As one of our co-authors, Rebekah Sibbald, describes, “He went into the hospital with a broken hip, and never came out.”

She explains, “When he came out of hip surgery, he was no longer himself. It was heartbreaking: he could not leave his bed, but he kept trying to go home. He was so disoriented and confused that they eventually had to forcefully restrain him, and he lost trust in his loved ones. The healthcare staff kept raising their voices — assuming that his misunderstanding must be due to a hearing issue, though that was not the case at all. He rapidly deteriorated.”

Though poorly understood, delirium is experienced by a significant proportion of older adults; the prevalence varies, depending on where and how it’s measured. For older adults who undergo hip fracture surgery, the rate is as high as 11 per cent. More broadly, it affects as many as 50 per cent of hospitalized adults over 65, with estimates reaching 87 per cent for older adults in intensive care, and 88 per cent for those in palliative care settings. In Canada, delirium is the third most common cause of unintended harm experienced by patients as a result of their medical treatment.

For some, delirium manifests as quiet withdrawal and mild disorientation; others may not be able to recognize their care team or family members, while becoming distrustful and anxious.

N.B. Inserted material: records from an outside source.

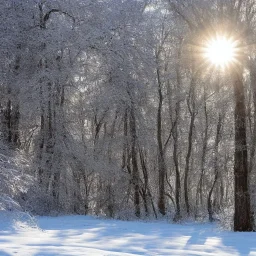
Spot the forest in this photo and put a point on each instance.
(130, 109)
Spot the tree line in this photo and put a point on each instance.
(119, 113)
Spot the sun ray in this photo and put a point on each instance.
(220, 51)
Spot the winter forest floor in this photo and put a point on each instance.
(83, 235)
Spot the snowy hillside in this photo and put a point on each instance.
(87, 236)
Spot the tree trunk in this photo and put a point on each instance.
(161, 161)
(135, 168)
(242, 216)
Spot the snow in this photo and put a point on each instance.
(84, 235)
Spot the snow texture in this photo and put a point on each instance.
(83, 235)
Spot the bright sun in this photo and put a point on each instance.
(220, 51)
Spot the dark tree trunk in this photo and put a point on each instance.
(242, 216)
(191, 107)
(216, 170)
(161, 161)
(135, 168)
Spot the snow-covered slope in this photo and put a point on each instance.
(87, 236)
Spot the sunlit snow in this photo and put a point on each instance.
(82, 235)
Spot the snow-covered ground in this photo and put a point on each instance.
(83, 235)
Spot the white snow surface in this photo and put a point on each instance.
(84, 235)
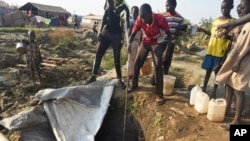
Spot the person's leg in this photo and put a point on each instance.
(102, 46)
(38, 70)
(240, 102)
(168, 58)
(207, 76)
(117, 45)
(158, 62)
(32, 69)
(141, 56)
(213, 95)
(131, 59)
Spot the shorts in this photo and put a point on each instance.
(210, 62)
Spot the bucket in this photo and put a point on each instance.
(168, 86)
(146, 68)
(216, 109)
(193, 93)
(201, 102)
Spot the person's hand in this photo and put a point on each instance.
(236, 66)
(223, 30)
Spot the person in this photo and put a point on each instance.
(111, 33)
(135, 43)
(154, 27)
(94, 27)
(75, 22)
(33, 56)
(217, 46)
(175, 21)
(235, 33)
(237, 76)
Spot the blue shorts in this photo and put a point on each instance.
(210, 62)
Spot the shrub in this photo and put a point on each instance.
(63, 37)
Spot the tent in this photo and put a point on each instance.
(44, 10)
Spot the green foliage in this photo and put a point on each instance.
(22, 30)
(63, 37)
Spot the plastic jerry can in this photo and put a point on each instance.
(193, 93)
(168, 86)
(216, 109)
(146, 68)
(201, 102)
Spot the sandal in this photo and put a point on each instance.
(160, 101)
(225, 126)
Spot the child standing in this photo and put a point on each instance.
(135, 43)
(33, 56)
(174, 20)
(152, 25)
(217, 46)
(237, 75)
(111, 33)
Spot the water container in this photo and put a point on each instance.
(193, 93)
(146, 68)
(201, 102)
(194, 30)
(216, 109)
(168, 84)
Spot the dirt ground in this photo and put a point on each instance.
(176, 120)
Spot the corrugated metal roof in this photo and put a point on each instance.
(42, 7)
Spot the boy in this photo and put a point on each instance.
(111, 33)
(217, 45)
(237, 64)
(152, 25)
(175, 21)
(75, 22)
(135, 43)
(33, 56)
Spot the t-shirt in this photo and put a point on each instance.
(33, 51)
(217, 46)
(116, 17)
(173, 21)
(154, 31)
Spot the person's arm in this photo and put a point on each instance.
(240, 21)
(204, 31)
(236, 65)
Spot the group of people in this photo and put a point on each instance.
(147, 31)
(226, 54)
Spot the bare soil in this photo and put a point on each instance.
(176, 120)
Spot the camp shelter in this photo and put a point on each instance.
(47, 11)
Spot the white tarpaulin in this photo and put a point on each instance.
(72, 113)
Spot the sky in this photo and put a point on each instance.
(193, 10)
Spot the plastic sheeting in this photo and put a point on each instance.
(72, 113)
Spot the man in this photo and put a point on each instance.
(111, 33)
(153, 25)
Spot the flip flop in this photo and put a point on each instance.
(160, 101)
(225, 126)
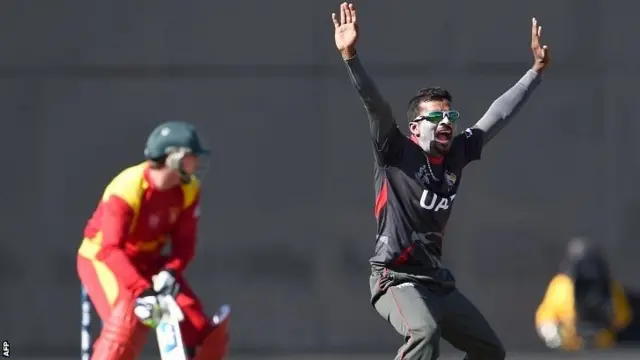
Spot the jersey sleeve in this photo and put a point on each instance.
(382, 125)
(120, 203)
(116, 221)
(183, 236)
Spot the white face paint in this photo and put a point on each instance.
(425, 131)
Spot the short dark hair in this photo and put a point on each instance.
(433, 93)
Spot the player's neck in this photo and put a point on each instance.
(434, 158)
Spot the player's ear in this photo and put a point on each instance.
(414, 128)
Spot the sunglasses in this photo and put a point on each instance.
(437, 116)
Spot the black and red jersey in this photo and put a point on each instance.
(414, 197)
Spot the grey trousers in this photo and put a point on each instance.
(423, 314)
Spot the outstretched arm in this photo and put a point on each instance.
(507, 105)
(381, 121)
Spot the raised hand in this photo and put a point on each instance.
(540, 52)
(346, 30)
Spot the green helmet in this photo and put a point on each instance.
(171, 137)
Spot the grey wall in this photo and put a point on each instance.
(82, 83)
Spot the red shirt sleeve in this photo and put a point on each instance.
(183, 238)
(116, 220)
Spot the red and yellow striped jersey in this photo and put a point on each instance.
(134, 221)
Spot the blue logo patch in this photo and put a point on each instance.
(167, 337)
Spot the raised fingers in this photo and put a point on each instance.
(347, 10)
(352, 9)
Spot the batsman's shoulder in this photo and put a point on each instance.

Despite its prevalence, the cause of delirium is very poorly understood, and estimates of misdiagnosis are as high as 65 per cent.

With that in mind, there are three things that the public, including all healthcare workers and caregivers, should know about delirium:

1. Delirium is a sudden change in attention and thinking ability caused by an underlying medical condition.

Delirium is a brain disorder involving confusion, a reduced ability to focus and pay attention, and less awareness of the environment. It usually develops over a short period of time and fluctuates during the course of a day. By definition, these disturbances are caused by an underlying medical condition or a treatment, including drug-related side effects. Older adults are at a higher risk, especially those with dementia and COVID-19; however, the causes are often complex and overlapping. Events commonly triggering delirium include surgery, stroke, infection, dehydration and pain.

Despite its prevalence, especially in older adults, delirium should never be considered a ‘normal’ part of aging, illness or care after an operation.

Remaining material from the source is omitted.